Miller diz que “a psicanálise faz matema onde o místico encontra um objeto de fascinação” (1996, p.76), apontando que o esforço de matematização dessa experiência, efetivamente não-toda matematizável, destaca as relações em causa entre os termos que participam da experiência analítica, defendendo que, desde que se renuncia a esse esforço, restringe-se a uma prática imaginariamente autônoma e à fascinação do indizível. Finalmente, Miller (1996) defende que a topologia não pode ser tomada à parte do ensino, como disciplina independente; seria vão o esforço, ela só tem utilidade imersa ali.

*Cartel: Topologia e Clínica (Apresentado na Jornada de Carteis da EBP-SP, 2024).
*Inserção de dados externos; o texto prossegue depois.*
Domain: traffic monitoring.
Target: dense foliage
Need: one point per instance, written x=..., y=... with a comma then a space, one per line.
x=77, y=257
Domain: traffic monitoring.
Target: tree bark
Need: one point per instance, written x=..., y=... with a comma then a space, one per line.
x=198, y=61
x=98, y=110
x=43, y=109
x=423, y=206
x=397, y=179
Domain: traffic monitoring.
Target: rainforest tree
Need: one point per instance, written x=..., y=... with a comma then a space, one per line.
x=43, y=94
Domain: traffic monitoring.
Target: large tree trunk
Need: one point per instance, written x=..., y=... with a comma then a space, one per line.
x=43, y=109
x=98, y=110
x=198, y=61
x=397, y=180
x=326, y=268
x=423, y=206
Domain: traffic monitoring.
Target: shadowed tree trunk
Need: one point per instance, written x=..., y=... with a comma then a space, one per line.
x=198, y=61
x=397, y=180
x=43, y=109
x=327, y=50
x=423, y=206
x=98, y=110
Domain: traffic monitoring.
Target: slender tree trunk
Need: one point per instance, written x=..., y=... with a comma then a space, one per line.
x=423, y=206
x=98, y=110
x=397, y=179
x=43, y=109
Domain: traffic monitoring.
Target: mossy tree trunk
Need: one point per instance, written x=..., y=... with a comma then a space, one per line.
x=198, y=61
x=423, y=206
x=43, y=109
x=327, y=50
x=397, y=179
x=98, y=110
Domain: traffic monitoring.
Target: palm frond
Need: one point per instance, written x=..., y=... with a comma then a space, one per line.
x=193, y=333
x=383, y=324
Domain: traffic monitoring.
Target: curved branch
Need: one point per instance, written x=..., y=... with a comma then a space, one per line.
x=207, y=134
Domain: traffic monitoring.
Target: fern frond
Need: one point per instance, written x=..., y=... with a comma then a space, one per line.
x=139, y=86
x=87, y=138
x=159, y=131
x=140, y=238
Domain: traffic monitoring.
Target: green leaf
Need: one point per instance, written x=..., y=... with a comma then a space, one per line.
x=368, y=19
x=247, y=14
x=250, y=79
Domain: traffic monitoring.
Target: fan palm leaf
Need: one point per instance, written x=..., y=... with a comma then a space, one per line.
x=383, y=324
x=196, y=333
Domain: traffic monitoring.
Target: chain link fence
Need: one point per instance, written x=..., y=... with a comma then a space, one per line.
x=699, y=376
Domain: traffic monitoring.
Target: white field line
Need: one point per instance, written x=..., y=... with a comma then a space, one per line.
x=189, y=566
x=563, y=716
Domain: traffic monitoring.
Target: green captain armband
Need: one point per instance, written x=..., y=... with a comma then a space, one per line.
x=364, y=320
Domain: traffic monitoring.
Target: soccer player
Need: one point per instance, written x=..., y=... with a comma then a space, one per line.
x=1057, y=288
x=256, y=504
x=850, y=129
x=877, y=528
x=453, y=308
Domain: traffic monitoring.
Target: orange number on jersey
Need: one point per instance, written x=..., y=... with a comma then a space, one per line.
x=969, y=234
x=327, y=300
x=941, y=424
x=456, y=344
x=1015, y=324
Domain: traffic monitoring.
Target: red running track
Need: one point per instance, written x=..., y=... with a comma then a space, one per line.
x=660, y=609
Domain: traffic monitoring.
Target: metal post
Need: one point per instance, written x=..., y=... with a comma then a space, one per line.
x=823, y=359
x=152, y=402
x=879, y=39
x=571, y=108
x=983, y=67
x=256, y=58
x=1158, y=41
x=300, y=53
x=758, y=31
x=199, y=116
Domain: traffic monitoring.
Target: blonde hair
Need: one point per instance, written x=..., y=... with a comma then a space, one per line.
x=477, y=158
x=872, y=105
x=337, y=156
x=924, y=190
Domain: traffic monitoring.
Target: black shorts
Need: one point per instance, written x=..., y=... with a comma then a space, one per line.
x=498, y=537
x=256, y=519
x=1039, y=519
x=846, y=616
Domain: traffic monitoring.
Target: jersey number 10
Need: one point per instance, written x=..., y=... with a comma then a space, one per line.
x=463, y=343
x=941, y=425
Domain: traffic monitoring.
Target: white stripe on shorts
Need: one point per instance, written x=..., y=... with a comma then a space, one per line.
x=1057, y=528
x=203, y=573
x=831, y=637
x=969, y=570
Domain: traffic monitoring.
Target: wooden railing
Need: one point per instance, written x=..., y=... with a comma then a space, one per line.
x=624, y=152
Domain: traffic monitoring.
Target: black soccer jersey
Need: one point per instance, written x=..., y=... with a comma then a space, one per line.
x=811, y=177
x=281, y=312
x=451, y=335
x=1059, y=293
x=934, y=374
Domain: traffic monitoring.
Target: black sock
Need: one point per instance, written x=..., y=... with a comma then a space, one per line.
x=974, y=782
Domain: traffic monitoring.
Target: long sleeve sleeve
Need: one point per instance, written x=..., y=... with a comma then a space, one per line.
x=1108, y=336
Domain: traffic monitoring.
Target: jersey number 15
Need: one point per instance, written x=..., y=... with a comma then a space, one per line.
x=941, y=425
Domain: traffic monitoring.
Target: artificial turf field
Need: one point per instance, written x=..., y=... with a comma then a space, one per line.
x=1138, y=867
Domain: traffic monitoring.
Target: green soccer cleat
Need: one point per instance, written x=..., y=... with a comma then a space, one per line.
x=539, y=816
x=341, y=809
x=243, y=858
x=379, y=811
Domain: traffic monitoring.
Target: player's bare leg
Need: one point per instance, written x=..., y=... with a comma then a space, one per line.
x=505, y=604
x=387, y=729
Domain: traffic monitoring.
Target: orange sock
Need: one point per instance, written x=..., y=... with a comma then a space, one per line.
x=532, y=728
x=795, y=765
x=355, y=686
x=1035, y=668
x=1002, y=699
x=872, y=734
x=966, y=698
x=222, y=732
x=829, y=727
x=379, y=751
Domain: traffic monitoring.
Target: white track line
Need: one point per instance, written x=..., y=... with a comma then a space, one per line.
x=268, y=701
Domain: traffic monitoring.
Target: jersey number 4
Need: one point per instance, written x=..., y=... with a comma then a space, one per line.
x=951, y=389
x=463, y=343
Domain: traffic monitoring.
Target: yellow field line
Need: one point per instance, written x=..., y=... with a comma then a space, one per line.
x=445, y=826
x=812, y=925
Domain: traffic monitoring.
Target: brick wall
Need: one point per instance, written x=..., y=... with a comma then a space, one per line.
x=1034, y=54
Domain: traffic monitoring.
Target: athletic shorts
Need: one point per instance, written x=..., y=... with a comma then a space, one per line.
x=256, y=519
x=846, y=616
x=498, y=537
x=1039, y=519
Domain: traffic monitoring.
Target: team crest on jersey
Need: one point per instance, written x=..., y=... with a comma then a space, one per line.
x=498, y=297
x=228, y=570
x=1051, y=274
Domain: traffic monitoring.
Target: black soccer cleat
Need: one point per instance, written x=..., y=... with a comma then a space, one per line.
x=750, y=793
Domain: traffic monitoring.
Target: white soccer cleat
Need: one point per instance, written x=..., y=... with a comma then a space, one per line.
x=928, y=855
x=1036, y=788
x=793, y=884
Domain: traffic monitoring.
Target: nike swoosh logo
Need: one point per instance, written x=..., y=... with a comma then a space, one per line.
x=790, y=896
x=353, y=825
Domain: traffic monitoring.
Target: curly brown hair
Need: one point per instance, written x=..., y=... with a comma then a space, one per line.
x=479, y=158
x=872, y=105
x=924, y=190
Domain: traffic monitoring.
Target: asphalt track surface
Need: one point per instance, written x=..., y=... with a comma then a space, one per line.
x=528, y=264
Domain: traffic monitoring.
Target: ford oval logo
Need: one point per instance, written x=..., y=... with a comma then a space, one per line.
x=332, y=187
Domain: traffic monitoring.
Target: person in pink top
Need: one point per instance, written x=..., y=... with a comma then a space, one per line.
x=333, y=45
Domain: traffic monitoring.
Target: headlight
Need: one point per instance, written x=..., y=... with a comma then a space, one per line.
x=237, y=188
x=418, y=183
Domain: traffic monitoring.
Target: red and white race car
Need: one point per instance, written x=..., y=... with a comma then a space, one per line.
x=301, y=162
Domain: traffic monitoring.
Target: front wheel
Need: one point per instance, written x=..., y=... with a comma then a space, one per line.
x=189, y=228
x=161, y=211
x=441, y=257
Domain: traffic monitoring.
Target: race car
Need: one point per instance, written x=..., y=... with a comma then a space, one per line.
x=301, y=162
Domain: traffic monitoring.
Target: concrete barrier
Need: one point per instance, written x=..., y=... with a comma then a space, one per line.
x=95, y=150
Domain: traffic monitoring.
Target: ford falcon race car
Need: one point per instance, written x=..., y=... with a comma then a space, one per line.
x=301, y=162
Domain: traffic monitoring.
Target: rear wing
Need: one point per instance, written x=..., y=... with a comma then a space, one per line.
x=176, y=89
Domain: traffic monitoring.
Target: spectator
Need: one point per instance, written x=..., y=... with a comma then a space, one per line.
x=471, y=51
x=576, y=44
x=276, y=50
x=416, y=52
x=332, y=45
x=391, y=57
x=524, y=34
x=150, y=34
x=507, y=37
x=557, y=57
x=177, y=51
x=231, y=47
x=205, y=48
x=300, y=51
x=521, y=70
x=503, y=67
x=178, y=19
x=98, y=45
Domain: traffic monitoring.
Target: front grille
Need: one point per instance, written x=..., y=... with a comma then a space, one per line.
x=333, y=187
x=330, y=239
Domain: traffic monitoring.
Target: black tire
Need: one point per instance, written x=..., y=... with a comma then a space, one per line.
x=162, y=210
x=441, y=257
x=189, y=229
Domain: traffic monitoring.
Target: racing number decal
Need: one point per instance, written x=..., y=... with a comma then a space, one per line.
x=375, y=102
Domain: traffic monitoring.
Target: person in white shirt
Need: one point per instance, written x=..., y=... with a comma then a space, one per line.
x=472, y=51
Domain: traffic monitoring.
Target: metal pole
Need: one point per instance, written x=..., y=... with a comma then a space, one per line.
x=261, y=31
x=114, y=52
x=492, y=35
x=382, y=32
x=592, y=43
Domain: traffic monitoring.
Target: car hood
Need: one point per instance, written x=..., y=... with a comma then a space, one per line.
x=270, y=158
[1] MILLER, J-A. (1996) A topologia no ensino de Lacan. In: MILLER, J-A. Matemas I. Rio de Janeiro: Jorge Zahar Ed., p.73-89.
[2] LACAN, J. (2003 [1953]). Discurso de Roma. In: LACAN, J. Outros Escritos. Rio de Janeiro: Jorge Zahar, p.139-172.
[3] LACAN, J. (2003[1972]). O aturdito. In: LACAN, J. Outros Escritos. Rio de Janeiro: Jorge Zahar, p. 448-497.
[4] MILLER, J-A. (1998 [1966]) Quadro comentado das representações gráficas. In: LACAN, J. Escritos. Rio de Janeiro: Jorge Zahar, p. 917.

REFERÊNCIAS:
FREUD, S. Obras completas, volume 11: Totem e tabu, contribuição à história do movimento psicanalítico e outros textos. Trad. Paulo C. Souza. 1a. ed. São Paulo: Companhia das Letras.
LACAN, J. Discurso de Roma. In: LACAN, J. Outros Escritos. Rio de Janeiro: Jorge Zahar.
LACAN, J. (2003[1972]). O aturdito. In: LACAN,J. Outros Escritos. Rio de Janeiro: Jorge Zahar.
MILLER, J-A. A topologia no ensino de Lacan. In: MILLER, J-A. Matemas I. Rio de Janeiro: Jorge Zahar Ed., 1996.
MILLER, J-A. Quadro comentado das representações gráficas. in: LACAN,J. Escritos. Rio de Janeiro: Jorge Zahar, 1998.